Courtesy of TIFF
TORONTO, Canada—Taika Waititi’s last trip to the Toronto International Film Festival was in 2019 with Jojo Rabbit, a monumentally misguided and execrable WWII comedy that won the People’s Choice Award on its way to nabbing an Academy Award. Four years later, the writer/director returns to Canada with yet another mirthless mess, Next Goal Wins, the inspired-by-true-events story of a wretched soccer team attempting to reverse its dismal fortunes. Undone by clumsy writing and inapt casting, the film—arriving on the heels of 2022’s strained Thor: Love and Thunder—is another significant misfire for the New Zealand auteur. The best one can say about it is that it at least doesn’t feature a lovably cartoonish genocidal dictator.

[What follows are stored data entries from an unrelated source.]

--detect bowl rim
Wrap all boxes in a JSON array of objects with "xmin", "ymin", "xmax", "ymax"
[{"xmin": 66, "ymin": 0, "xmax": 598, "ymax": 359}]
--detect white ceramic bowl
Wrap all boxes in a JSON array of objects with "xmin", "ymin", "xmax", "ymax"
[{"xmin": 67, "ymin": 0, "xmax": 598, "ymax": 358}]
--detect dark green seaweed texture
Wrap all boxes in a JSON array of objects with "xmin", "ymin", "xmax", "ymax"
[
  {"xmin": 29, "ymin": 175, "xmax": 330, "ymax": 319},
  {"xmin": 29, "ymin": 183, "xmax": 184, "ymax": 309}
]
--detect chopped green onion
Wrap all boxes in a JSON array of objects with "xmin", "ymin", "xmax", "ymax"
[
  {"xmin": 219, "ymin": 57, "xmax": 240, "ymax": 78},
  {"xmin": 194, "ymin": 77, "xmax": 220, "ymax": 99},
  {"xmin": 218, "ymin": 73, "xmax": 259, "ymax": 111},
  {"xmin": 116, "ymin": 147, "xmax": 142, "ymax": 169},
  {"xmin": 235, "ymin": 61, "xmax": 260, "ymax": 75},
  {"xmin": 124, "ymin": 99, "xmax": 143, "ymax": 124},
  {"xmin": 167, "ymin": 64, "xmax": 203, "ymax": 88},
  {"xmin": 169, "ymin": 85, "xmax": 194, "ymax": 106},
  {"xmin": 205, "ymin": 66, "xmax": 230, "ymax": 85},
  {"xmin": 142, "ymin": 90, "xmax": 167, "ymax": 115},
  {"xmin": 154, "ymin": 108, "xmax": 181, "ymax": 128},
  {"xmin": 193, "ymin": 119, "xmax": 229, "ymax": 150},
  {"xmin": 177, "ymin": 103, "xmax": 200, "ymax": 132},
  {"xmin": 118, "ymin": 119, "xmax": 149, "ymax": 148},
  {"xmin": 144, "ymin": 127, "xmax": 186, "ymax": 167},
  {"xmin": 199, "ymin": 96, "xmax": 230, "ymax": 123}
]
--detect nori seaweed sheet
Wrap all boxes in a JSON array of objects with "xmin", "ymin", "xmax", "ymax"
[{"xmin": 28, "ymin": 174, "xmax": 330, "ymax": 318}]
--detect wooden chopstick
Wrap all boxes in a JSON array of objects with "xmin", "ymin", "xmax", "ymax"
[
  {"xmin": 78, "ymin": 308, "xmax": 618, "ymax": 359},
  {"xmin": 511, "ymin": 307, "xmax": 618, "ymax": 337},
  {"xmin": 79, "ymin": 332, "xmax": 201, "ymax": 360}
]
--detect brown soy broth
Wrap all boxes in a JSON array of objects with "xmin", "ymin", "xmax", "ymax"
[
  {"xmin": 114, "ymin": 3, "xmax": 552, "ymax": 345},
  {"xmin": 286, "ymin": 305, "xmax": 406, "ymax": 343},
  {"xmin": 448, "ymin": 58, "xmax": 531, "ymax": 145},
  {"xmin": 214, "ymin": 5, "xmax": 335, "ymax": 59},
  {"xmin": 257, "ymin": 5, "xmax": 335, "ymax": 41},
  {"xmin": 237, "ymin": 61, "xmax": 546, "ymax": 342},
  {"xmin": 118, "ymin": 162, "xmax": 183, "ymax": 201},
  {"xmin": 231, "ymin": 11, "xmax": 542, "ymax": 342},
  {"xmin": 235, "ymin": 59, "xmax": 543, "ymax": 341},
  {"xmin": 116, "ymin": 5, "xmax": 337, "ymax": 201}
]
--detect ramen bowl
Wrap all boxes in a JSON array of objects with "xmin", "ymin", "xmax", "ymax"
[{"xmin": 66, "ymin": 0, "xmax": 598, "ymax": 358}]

Based on the 2014 documentary of the same name (with “a couple of embellishments along the way”), Next Goal Wins concerns the American Samoa national football (i.e., soccer) team, which suffered a historic 31-0 loss to Australia in its 2001 World Cup qualifier match. As if that peerless defeat weren’t humiliating enough, the team habitually couldn’t score a single goal, which eventually helped it seize sole position of last place in the global standings. Waititi recounts this ignominious state of affairs via early non-fiction footage, and it turns out to be the funniest part of his film, not to mention the realest, since everything that follows is so sketchy that it feels like it was hastily penned on a collection of cocktail napkins.
A decade of incompetence later, American Samoa is desperate for a turnaround, and national football federation president Tavita (Oscar Kightley) believes that the key to that improvement starts with a new coach. As luck would have it, an outsider becomes available when Thomas Rongen (Michael Fassbender) is fired from his current post by an American football federation panel that includes Alex (Will Arnett), Rhys (Rhys Darby) and Thomas’ wife Gail (Elisabeth Moss), from whom he’s unhappily separated. Thomas is a hothead who angrily throws chairs, coolers and other objects like some second-rate Bobby Knight. Predictably, he doesn’t take kindly to his dismissal, nor to the overhead-projector presentation given to him by Rhys that details the five stages of grief he’s going through at the present moment.